Dysfunctional families everywhere, mine included, should all agree on some basic ground rules for making the holiday the least traumatic for everyone. Booze sales and shrink appointments are up at the holidays, so if everyone could collectively adopt some strategies in order to minimize potential harm to others and reduce our own levels of self-loathing, it seems like we should absolutely try, don’t you agree?
Do Not Throw Food: This seems obvious. But the temptation to hurl a gravy-dipped biscuit across the room at your bitch ass cousin who just made another condescending comment about the better education her kids are receiving in private school can be overwhelming. Practice mental (versus actual) biscuit throwing.
Avoid Eye Contact: I know. It’s ridiculous you’d have to avoid eye contact with your own family members. But one misunderstood glance can say 1000 words and launch a three-year battle between family members, so the best thing to do is keep your gaze on your turkey, the centerpiece, or another neutral object that will not potentially initiate interfamilial violence.
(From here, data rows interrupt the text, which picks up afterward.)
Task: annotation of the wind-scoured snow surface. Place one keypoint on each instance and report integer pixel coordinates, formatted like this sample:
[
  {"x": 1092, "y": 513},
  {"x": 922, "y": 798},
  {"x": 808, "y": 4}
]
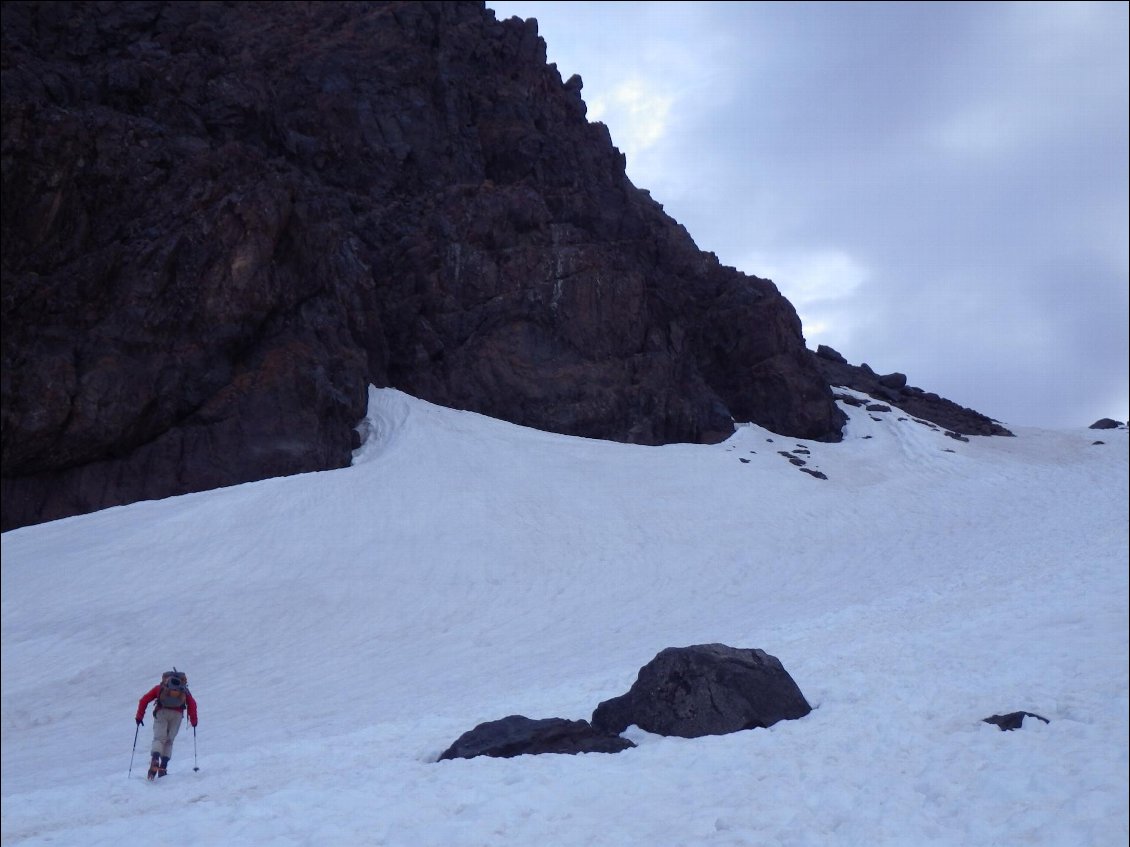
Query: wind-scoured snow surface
[{"x": 341, "y": 629}]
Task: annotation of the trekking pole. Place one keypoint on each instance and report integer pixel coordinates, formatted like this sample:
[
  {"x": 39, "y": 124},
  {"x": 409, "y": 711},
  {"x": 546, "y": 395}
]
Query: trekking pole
[{"x": 136, "y": 731}]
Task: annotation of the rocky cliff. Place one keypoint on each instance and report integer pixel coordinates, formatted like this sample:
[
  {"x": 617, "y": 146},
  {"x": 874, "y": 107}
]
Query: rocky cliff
[{"x": 222, "y": 221}]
Find the Booze Balance: You don’t want to be drunk, because then you’ll tell each other how you really feel, plus someone in the room is probably in recovery and they’ll go around talking about your inevitable drunken outburst for years to come. Also, a spontaneous intervention is always a possibility when everyone’s gathered at the train station of dysfunction junction. The best thing you can hope for is to spike your cranberry drink and hope to get away with a comfortable, sustainable buzz.
Don’t Pick a Fight: You don’t even know you’re doing it, because you have been pissing each other off since you played Pong years ago, but for the love of Butterball, keep your goddamned mouth shut. Even a compliment can start a fight, so avoid this common dysfunctional family trap. Do not tell your sister she “looks really good” because that just tells her she “looked really fat last time you saw her.” Don’t comment on the behavior of any child in the room, good or bad. Don’t talk about politics or religion. Really? Say as little as possible. Smile a lot as though you are pleasantly mildly mentally challenged, like Forrest Gump.
Remember, this is the only dysfunctional family you have, like it or not, so try to make the best out of it and keep the Jerry Springer behavior to a minimum.